The Evidence Game
The online card game tests a series of related Rules of Evidence called the character evidence rules. The game is structured as a criminal trial, in which the computer assumes the role of the prosecutor and attempts to introduce different items of evidence-- twenty in all, presented in twenty consecutive screens. The player assumes the role of defense counsel and has a limited time to object to the introduction of an item of evidence by playing the correct card for the evidence to stay out. (The player also has the option not to play an objection card.) The player has a limited number of objection cards.

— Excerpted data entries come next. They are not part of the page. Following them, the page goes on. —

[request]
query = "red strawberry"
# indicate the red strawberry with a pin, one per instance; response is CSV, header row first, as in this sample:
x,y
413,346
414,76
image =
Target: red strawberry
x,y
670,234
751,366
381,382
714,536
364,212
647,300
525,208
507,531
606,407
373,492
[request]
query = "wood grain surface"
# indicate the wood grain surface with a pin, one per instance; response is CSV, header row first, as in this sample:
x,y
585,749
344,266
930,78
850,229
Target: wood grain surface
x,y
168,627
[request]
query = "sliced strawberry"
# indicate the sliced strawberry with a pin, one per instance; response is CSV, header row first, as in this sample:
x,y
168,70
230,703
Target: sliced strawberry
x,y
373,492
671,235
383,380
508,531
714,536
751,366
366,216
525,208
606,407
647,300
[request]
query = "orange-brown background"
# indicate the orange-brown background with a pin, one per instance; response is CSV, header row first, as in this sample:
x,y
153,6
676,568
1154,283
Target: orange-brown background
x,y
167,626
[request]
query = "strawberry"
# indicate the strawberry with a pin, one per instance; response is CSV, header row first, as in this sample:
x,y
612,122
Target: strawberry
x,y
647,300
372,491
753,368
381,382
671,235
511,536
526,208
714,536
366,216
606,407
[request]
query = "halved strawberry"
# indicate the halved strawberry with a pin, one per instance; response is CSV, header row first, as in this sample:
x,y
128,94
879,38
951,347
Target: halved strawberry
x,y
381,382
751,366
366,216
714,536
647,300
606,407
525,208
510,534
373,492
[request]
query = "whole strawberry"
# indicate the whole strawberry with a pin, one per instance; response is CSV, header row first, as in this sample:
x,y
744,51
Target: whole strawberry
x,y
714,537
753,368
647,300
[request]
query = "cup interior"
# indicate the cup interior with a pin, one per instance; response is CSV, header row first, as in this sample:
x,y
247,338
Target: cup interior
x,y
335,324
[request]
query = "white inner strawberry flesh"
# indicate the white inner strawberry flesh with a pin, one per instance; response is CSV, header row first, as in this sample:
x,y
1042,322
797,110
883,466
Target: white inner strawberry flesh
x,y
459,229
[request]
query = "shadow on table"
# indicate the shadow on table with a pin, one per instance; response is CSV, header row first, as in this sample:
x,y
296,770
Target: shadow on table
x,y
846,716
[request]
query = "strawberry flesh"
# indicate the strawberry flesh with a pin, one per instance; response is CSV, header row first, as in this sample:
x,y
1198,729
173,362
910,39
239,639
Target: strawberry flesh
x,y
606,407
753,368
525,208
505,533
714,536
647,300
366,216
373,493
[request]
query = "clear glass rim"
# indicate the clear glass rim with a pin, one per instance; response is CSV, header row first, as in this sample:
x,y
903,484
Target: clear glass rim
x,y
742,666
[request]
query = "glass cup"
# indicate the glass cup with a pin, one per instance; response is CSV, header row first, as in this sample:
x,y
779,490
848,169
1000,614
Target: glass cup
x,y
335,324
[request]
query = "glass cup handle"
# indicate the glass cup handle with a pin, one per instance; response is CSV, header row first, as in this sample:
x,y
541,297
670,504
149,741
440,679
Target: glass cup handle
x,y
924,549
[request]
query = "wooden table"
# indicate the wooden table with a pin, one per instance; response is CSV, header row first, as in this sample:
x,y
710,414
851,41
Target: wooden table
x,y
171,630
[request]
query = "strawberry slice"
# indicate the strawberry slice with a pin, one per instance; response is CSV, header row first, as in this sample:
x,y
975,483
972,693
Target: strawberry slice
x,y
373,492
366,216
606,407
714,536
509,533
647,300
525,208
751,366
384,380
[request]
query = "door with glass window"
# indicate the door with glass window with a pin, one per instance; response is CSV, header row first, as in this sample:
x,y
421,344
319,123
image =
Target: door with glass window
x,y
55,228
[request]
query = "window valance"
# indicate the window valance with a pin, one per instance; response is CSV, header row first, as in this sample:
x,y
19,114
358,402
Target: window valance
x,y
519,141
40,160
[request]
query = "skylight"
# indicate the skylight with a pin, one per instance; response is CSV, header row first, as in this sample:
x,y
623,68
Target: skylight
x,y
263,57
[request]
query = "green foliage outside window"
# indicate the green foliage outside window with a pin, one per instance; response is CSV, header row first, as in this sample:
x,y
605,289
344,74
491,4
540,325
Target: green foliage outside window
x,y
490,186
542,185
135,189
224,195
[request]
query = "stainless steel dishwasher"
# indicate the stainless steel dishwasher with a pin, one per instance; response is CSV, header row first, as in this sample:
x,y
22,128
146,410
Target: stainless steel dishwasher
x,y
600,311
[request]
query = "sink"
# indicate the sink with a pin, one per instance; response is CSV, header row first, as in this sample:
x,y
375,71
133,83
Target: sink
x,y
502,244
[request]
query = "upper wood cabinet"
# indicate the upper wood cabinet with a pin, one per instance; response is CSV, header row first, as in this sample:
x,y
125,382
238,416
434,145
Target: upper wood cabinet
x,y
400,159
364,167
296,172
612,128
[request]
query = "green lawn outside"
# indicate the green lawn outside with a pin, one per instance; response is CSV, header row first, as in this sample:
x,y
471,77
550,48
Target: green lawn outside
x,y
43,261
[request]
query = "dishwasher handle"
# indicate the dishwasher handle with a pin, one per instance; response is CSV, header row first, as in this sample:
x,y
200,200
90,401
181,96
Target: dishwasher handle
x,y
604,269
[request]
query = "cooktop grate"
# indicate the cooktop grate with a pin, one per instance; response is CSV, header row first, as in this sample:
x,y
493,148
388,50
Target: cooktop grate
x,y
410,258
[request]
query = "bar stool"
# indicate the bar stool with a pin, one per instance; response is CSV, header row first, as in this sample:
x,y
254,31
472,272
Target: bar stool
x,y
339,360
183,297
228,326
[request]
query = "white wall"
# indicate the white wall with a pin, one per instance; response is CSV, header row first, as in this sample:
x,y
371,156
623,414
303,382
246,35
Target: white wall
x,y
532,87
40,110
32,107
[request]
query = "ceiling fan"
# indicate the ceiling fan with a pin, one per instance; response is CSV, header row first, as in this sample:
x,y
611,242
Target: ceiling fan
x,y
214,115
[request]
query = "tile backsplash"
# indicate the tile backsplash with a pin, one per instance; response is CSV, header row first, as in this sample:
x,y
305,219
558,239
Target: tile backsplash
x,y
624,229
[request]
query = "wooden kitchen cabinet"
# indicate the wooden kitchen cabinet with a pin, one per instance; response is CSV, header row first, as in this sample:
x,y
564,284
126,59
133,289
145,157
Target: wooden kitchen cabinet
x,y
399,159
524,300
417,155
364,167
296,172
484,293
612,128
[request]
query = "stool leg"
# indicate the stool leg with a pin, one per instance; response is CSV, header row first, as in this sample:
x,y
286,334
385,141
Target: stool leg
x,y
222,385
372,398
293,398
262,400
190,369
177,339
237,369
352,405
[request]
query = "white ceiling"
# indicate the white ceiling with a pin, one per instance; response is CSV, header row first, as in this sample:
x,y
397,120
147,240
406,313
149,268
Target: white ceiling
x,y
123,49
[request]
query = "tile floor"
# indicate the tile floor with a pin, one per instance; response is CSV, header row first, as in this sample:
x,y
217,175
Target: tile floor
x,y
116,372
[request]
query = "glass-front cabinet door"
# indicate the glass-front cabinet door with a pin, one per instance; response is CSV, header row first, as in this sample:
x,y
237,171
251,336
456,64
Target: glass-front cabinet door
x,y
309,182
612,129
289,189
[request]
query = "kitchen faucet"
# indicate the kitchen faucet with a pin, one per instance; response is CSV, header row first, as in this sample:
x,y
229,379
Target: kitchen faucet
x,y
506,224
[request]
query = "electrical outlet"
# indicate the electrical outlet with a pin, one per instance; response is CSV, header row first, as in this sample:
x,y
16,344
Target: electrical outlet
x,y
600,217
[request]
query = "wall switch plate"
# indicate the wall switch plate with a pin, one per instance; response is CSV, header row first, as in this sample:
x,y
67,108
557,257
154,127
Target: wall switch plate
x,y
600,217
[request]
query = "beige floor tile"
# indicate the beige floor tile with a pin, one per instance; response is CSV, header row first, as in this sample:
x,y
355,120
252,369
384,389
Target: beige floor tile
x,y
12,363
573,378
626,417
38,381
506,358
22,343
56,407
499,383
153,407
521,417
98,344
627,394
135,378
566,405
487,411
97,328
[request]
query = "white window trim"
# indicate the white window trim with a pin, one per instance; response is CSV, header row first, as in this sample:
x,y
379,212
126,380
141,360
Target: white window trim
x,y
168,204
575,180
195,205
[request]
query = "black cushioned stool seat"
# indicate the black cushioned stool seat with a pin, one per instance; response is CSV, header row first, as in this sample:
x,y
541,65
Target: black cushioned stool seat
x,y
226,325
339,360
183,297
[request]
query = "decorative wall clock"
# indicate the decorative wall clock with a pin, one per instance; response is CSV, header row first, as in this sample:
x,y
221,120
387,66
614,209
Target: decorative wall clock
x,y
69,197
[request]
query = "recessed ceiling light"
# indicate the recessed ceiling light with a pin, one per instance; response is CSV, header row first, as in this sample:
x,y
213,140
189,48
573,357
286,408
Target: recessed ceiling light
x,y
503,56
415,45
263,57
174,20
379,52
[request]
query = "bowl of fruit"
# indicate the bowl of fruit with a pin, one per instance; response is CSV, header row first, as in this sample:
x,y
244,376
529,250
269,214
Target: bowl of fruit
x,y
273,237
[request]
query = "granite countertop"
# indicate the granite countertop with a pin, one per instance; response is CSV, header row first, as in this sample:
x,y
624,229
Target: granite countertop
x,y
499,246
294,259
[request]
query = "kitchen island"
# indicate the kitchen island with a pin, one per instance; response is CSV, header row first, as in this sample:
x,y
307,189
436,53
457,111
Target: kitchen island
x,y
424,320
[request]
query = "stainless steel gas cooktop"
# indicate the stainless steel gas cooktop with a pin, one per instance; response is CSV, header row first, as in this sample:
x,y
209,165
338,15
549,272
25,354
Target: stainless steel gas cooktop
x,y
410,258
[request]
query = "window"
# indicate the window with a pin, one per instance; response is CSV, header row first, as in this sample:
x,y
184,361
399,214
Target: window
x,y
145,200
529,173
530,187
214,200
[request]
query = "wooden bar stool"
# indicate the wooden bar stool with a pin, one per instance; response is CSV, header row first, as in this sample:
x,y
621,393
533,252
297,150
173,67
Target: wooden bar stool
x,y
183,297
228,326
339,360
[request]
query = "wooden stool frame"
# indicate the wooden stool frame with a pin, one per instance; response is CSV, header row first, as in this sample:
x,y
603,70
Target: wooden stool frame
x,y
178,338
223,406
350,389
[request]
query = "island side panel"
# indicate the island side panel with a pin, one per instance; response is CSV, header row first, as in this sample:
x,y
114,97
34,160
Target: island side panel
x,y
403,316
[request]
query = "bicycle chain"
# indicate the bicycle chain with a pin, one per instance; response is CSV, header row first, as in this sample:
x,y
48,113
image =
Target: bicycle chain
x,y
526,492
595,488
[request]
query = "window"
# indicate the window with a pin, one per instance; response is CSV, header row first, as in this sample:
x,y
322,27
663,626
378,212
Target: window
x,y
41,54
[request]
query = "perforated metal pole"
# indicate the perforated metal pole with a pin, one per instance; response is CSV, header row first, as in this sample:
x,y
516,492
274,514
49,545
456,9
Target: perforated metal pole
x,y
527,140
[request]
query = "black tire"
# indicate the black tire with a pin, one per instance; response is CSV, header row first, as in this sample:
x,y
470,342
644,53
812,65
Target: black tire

In the game, items of evidence are assigned different point values, depending on how “damaging” the evidence is to the defendant’s case, i.e. how likely it will weigh in favor of a conviction. The player does not know how many points each item of evidence is assigned. With the admission of each item of evidence, the prosecution accumulates points. When it has accumulated a threshold number, it wins – i.e. obtains a conviction. Conversely, defense counsel obtains an acquittal if he/she prevents the prosecution from accumulating the necessary number of points, by making correct objections to the most damaging evidence. To win therefore a player has “to play her cards right.” Not only does she have to make correct objections under the rules, she must also make strategic decisions as to when to object to keep out the most damaging evidence. Otherwise she risks running out of cards and preventing the prosecution from introducing highly damaging but inadmissible evidence.
The game tracks a highly simplified trial, based on a case file provided to players to download at the introductory screen. The game simulates two aspects of a trial that are difficult to replicate in a classroom setting: 1) As in a real trial, the game gives players a limited time to object; 2) because items of evidence are given different weights, players have to make strategic decisions about when not to object to evidence that is technically inadmissible. (In real trials, juries begin to be wary of lawyers who object all the time, suspecting that the lawyers are hiding something.) To be a good trial lawyer, an advocate has to develop a tacit understanding of the correct application of the rules as well as a sense of how different types of evidence will shape a jury’s thinking.
The goals of the game are to assist student in mastering the rules and to increase engagement with the materials overall by creating an enjoyable experience that includes the need to make strategic decisions under a time limit. In replicating some dimensions of a trial, the game also seeks to encourage the development of tacit trial skills.
Questions of inquiry
In developing the game, we implemented an instructional design process in which we mapped learning objectives onto research questions, game actions, and data collection. Our methodology permits triangulation of the data sources to allow us to address the research questions we created based on the learning objectives identified. In particular, our methodology allows us to explore correlations between game play and learning outcomes (including procedural and embodied knowledge; perceived helpfulness (by students and instructor) of the game for content learning, and enjoyment and/or are engagement when playing the game.
Three types of data have been collected, correlated to student net id numbers. The first type is game play, which includes when and how many times a student played, whether a student won, and other data. The second are responses to a survey, developed based on a validated published survey. The third type of data are student exam scores, in which scores on questions testing character evidence are disaggregated from scores overall. (This permits analysis to determine whether increased game play correlates with improved performance on the particular rules that are intended to be taught by the game.)
Analyses of the game play, exam score, and survey data are in progress. Preliminary findings from the survey indicate that those who played the game responded favorably to it and agreed that the game engaged their attention and helped them apply their knowledge. Most students reported playing the game to study, prepare for the exam and/or increase their learning of the material. The majority of students who played the game did so multiple times, and were motivated to do so to improve their performance within the game, try to ‘beat the game’, or see if they improved their performance after studying the material. While students had many helpful suggestions for improving the game, 85% recommended that it be used for future courses.
Our study has been accepted for presentation at the ISSOTL conference in October 2014. I have presented the game at Georgetown Law in June 2014 and expect to present it in other venues after our analysis of the data is complete. In addition, I have applied and been admitted to the “Games and Simulation” cohort in the most recent ITEL grant cycle with the expectation that our experience in building and testing game will provide insights to Georgetown faculty more broadly.